Nudes for body positivity

When I agreed to pose for a friend’s photography project sans clothes, my first thought was, “well, there goes my future.” He had given me a few days to think about it, and for the most part it did occupy my mind.

It’s a very hard choice to have to make. On one hand, naked pictures that make their way onto the Internet one way or another could mean losing a job, not being considered for a job, and public ridicule. On the other, why should I ever feel ashamed for having a human body just like anybody else?

If I hadn’t seen Danish journalist Emma Holten’s empowering response to having naked pictures of herself leaked onto the Internet, I might not have gone through with taking the pictures. She raises a wonderful and overlooked point that there is a big difference between pictures that you didn’t wish for anyone to see and pictures that you choose to release in celebration of your own body. Her video can be found on The Guardian’s website.

It was the first cold day after two weeks of spring temperatures, and I cursed under my breath on the walk to my friend’s apartment about how I should have worn a bra. For about a half hour, we sat and talked about the weather, live music, politics, anything.

There’s something that is oddly restrictive about taking off your clothes in front of somebody else. We’re taught from a very young age that parts of our body are “private,” and that it’s lewd to be naked in front of anybody who you aren’t going to be intimate with. Whose choice was it to call nudity immoral?

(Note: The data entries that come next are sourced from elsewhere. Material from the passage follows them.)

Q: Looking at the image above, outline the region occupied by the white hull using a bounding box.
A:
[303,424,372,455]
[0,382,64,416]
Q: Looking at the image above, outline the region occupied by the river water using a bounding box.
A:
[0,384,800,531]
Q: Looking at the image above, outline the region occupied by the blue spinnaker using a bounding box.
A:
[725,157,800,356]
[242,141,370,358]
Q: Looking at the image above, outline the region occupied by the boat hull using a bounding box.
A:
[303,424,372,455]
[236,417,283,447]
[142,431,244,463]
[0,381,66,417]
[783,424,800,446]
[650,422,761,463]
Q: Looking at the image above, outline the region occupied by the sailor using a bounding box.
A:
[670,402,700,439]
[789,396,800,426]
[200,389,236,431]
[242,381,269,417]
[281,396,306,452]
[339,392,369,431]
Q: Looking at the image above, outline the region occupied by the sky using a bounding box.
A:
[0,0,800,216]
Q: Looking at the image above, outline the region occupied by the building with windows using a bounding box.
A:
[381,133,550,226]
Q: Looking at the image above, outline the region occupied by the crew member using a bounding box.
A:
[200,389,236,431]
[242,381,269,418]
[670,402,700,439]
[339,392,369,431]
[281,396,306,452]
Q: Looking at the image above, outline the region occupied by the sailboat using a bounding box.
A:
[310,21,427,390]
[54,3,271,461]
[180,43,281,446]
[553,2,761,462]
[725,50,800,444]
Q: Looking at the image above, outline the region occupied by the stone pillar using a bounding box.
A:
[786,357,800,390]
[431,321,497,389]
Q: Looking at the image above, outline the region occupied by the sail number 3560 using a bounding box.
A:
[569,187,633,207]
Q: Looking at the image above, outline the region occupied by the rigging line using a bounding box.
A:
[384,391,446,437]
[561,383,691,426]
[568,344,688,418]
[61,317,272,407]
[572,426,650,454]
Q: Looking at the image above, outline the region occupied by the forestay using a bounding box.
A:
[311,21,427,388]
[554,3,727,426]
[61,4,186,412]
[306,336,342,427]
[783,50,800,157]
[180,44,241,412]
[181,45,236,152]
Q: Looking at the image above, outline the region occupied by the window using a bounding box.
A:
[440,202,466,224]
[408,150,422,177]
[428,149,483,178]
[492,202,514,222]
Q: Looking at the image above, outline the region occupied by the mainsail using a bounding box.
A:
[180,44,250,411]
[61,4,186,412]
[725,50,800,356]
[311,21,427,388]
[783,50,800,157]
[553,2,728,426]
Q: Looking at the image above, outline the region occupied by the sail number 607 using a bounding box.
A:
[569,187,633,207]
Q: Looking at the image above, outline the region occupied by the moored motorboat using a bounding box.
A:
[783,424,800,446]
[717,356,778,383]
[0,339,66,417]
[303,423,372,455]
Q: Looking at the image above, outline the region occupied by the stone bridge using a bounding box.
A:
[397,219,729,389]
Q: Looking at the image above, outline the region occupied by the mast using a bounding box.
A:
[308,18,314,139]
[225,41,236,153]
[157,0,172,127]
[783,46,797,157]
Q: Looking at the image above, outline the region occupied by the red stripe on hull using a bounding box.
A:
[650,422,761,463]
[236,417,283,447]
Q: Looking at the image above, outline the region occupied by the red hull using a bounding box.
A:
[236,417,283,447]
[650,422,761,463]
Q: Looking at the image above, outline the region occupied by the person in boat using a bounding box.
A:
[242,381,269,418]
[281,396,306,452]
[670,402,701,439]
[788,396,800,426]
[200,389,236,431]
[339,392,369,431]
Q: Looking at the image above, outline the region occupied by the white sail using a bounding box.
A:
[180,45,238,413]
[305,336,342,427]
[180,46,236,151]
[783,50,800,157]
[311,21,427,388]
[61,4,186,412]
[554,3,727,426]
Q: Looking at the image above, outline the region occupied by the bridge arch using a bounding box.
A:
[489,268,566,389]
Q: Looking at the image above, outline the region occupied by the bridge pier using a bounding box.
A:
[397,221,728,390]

Other than a mid-photoshoot nachos break, there was nothing particularly special about taking the pictures. After the initial shock of getting undressed, we spent the afternoon laughing and coming up with artistic concepts for pictures. It didn’t really matter that I wasn’t wearing clothes. I’ve never felt better about my body than when I felt like I wasn’t hiding anything.

After we had finished taking pictures, we went through some of the shots and laughed over ones where I was making weird faces and checked for any that I wouldn’t be okay with being shared. Not surprisingly, there wasn’t a single one that I vetoed.

I’m not making any statement on naked pictures that are pornographic in nature, since sex seems to be something that a mass amount of people aren’t comfortable talking about yet, but it’s time to reassess how our culture looks at the naked human body. We shouldn’t be ashamed of parts of our body anymore.

I’ve come to terms with the fact that I might face some level of public ridicule and that a future boss can choose to fire me for making an “inappropriate decision,” but that doesn’t bother me anymore. I’m comfortable with my body, and after taking the pictures I feel better than ever about who I am.